0x80: Title 0x81: Performers 0x82: Songwriters 0x83: Composers 0x84: Arrangers 0x85: Message Area 0x86: Disc Identification (in text and binary) 0x87: Genre Identification (in text and binary) 0x88: Table of Contents (in binary) 0x89: Second Table of Contents (in binary) 0x8d: Closed Information 0x8e: UPC/EAN code of the album and ISRC code of each track 0x8f: Block Size Information (binary) |
Table 1.1: CD Text Categories
Additional notes regarding Pack Types:
The total size of a block’s attribute set is restricted by the fact that it has to be stored in at most 253 records with 12 bytes of payload. These records are called Text Packs described in the next section. Since information such as the Disc and Genre Identification is often the same across mutiple tracks, a compact way to repeat identical information is provided.
[ < ] | [ > ] | [ << ] | [ Up ] | [ >> ] | [Top] | [Contents] | [Index] | [ ? ] |
Packs are stored in CD in the sub-channel of the Lead-in of the disc. The file ‘doc/cookbook.txt’ of the libburnia distribution describes how to write the CD Text pack array to CD, and how to read CD Text packs from CD. If you are just interested in a more high-level access CD Text information without having to understand the internal structure, you can use libcdio’s CD Text API for getting and setting fields.
The format is explained in part in Annex J of (MMC-3), and in part by Sony’s documentation cdtext.zip.
Each pack consists of a 4-byte header, 12 bytes of payload, and 2 bytes of CRC.

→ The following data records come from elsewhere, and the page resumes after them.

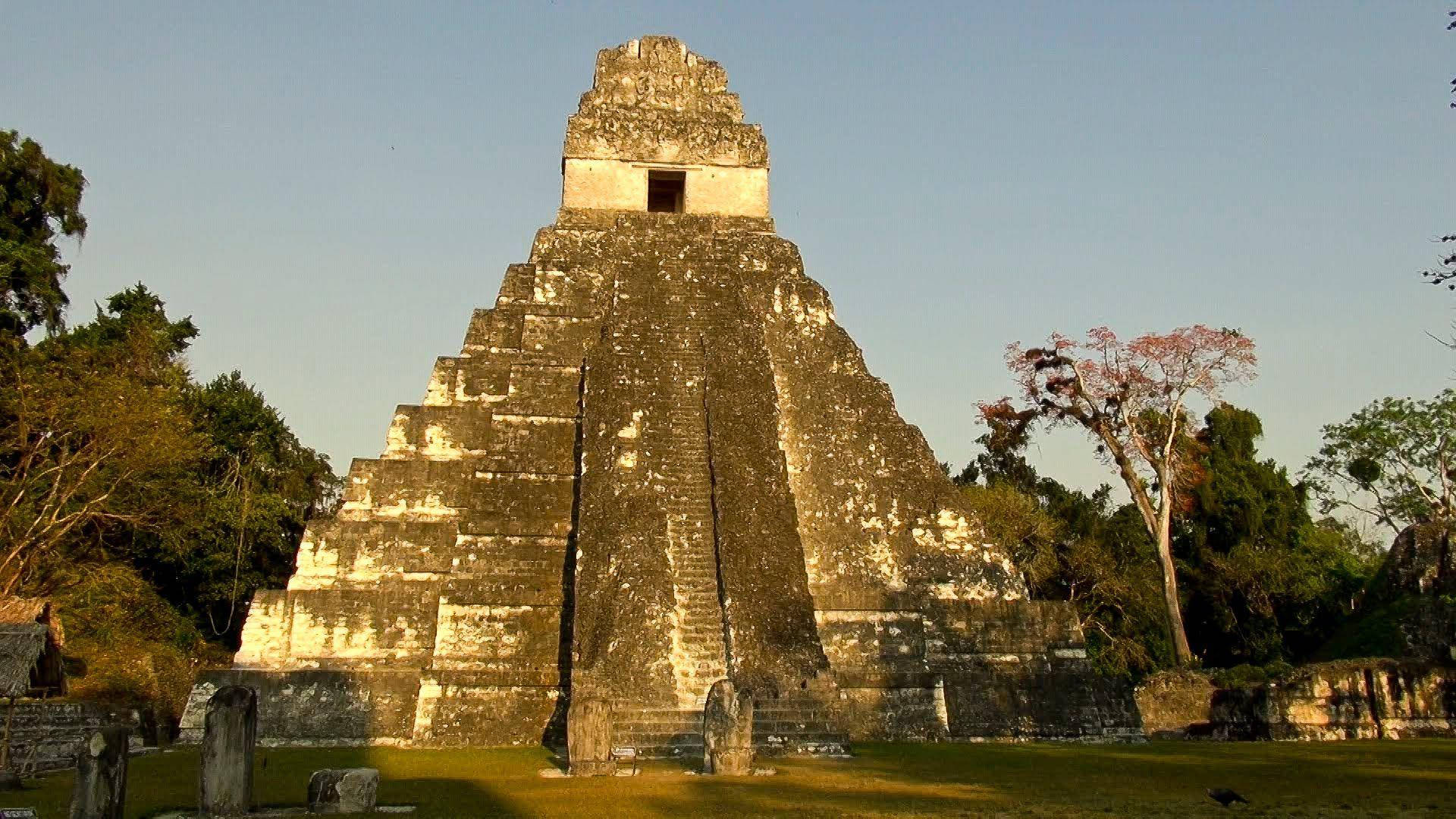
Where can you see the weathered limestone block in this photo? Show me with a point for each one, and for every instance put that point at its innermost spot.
(588, 738)
(101, 776)
(1343, 700)
(343, 790)
(231, 733)
(1175, 704)
(657, 461)
(728, 730)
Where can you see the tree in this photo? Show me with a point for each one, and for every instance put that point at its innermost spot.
(92, 441)
(1133, 398)
(255, 488)
(39, 200)
(1395, 461)
(1074, 547)
(1261, 580)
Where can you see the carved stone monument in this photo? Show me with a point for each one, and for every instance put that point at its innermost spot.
(101, 776)
(728, 730)
(655, 463)
(226, 767)
(343, 790)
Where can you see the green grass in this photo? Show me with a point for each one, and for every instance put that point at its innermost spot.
(1159, 779)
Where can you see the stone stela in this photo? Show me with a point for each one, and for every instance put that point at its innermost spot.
(657, 463)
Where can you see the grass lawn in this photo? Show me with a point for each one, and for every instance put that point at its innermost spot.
(1158, 779)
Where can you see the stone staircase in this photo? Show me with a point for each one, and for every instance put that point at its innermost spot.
(781, 727)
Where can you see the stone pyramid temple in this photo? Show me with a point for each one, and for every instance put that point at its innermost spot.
(655, 463)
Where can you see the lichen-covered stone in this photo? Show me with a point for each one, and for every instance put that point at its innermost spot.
(99, 790)
(728, 730)
(1343, 700)
(657, 463)
(226, 764)
(343, 790)
(588, 738)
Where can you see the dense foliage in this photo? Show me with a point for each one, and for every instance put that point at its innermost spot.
(39, 200)
(146, 504)
(1260, 582)
(1133, 398)
(1263, 582)
(1394, 460)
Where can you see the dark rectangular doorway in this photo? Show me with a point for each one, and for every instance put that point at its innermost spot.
(664, 191)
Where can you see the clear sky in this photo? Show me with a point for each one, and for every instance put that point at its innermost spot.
(329, 188)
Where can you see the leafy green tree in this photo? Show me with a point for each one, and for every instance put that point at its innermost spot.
(254, 490)
(1133, 398)
(39, 200)
(1074, 547)
(1395, 461)
(1261, 582)
(93, 439)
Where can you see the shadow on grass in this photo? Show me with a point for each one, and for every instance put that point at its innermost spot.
(1169, 777)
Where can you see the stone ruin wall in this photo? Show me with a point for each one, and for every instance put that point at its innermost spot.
(1324, 701)
(655, 461)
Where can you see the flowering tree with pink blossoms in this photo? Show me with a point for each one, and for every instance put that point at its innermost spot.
(1133, 397)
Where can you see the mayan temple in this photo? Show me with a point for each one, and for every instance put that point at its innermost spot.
(655, 463)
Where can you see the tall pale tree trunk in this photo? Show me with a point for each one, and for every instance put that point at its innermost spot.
(1165, 561)
(1159, 526)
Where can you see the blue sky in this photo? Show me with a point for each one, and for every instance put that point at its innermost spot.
(329, 188)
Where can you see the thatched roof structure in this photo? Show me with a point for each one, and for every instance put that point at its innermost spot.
(31, 643)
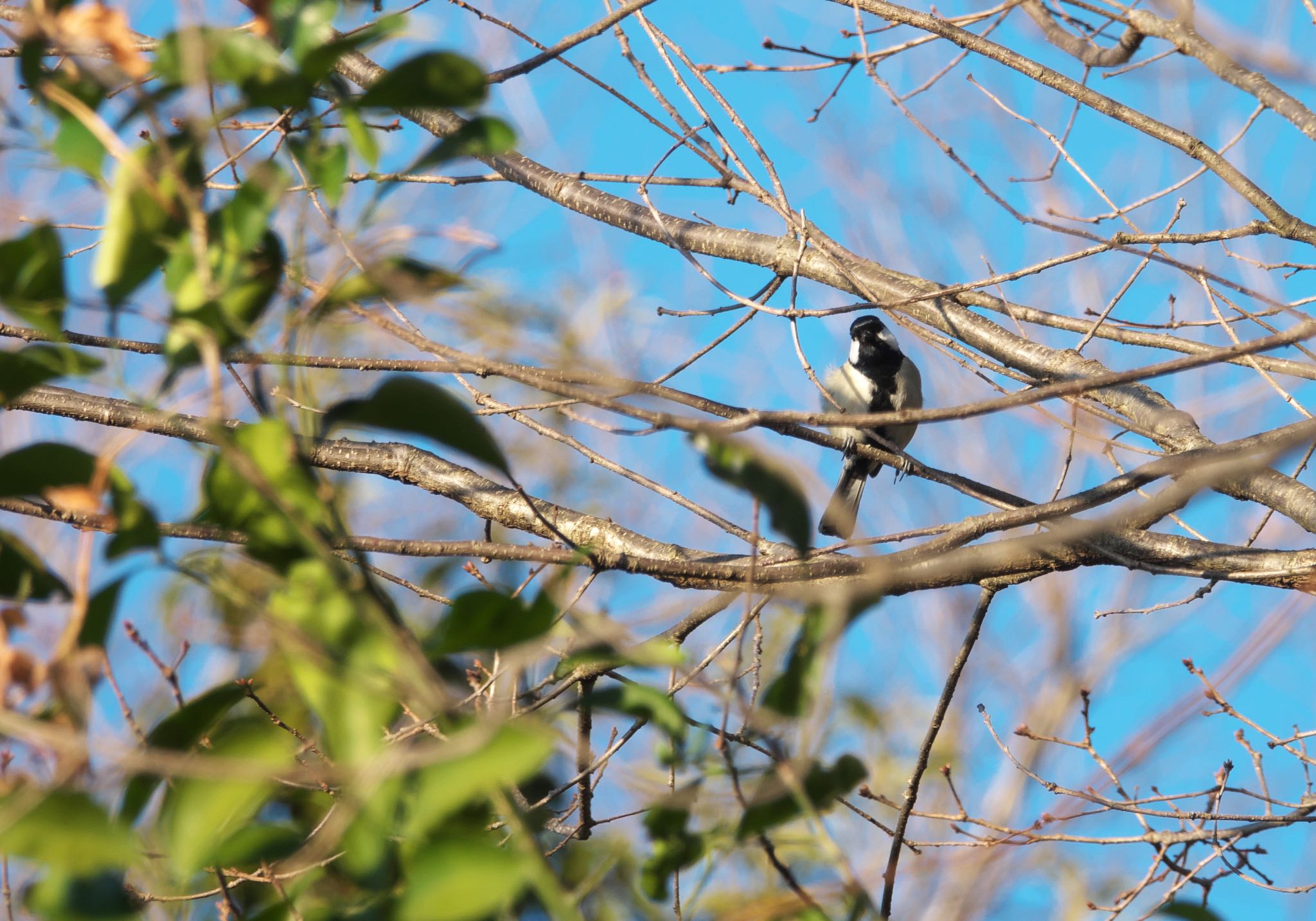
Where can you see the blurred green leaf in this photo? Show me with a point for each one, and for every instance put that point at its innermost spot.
(65, 829)
(100, 613)
(341, 656)
(788, 693)
(244, 270)
(134, 523)
(1182, 909)
(396, 278)
(513, 753)
(648, 654)
(179, 732)
(312, 42)
(35, 365)
(478, 137)
(325, 165)
(773, 801)
(261, 843)
(144, 216)
(643, 702)
(31, 470)
(404, 403)
(32, 278)
(202, 814)
(674, 846)
(76, 147)
(774, 486)
(490, 620)
(238, 58)
(362, 138)
(235, 500)
(61, 897)
(22, 574)
(433, 79)
(461, 879)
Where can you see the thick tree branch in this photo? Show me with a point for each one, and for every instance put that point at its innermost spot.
(1193, 44)
(1150, 412)
(1089, 54)
(939, 564)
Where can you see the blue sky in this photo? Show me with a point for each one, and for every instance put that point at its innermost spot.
(862, 173)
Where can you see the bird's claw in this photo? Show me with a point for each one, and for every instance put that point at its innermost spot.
(902, 467)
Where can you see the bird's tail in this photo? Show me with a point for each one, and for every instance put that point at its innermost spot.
(841, 511)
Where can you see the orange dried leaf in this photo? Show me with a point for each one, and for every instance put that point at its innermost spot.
(76, 497)
(94, 26)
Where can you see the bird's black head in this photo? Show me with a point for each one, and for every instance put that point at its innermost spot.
(871, 344)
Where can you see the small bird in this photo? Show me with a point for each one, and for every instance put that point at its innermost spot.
(878, 378)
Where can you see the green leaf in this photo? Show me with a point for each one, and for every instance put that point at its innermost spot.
(202, 814)
(235, 501)
(76, 147)
(408, 404)
(774, 486)
(434, 79)
(645, 703)
(1182, 909)
(674, 848)
(341, 656)
(136, 525)
(478, 137)
(513, 753)
(490, 620)
(144, 216)
(238, 58)
(319, 56)
(370, 841)
(100, 613)
(245, 267)
(362, 138)
(65, 829)
(256, 844)
(649, 654)
(32, 278)
(396, 278)
(22, 575)
(61, 897)
(30, 471)
(325, 165)
(788, 692)
(179, 732)
(774, 803)
(459, 879)
(35, 365)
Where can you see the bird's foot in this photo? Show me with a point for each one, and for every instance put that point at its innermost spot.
(902, 467)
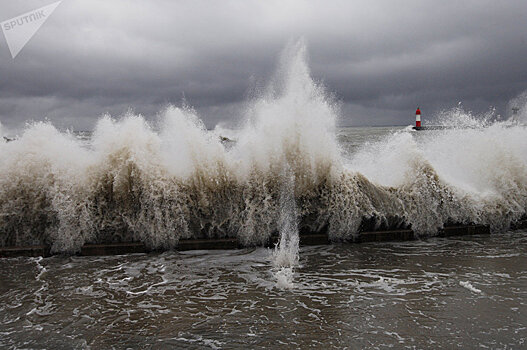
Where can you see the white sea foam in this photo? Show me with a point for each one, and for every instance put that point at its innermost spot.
(469, 286)
(160, 182)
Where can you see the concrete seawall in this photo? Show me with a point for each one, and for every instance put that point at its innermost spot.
(232, 243)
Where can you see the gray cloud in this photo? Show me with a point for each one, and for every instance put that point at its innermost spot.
(380, 58)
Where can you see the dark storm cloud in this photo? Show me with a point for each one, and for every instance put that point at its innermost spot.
(381, 58)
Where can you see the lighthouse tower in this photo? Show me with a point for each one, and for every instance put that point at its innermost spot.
(418, 118)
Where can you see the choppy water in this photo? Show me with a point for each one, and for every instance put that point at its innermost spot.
(438, 293)
(288, 168)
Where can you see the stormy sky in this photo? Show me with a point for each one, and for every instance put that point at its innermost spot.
(380, 59)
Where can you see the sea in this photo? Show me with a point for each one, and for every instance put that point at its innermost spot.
(284, 168)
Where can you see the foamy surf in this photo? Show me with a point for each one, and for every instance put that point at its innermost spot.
(134, 180)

The first byte of each pack contains the pack type. See table:categories for a list of pack types.
The second byte often gives the track number of the pack. However, a zero track value indicates that the information pertains to the whole album. Higher numbers are valid for track-oriented packs (types 0x80 to 0x85, and 0x8e). In these pack types, there should be one text pack for the disc and one for each track. With TOC packs (types 0x88 and 0x89), the second byte is a track number too. With type 0x8f, the second byte counts the record parts from 0 to 2.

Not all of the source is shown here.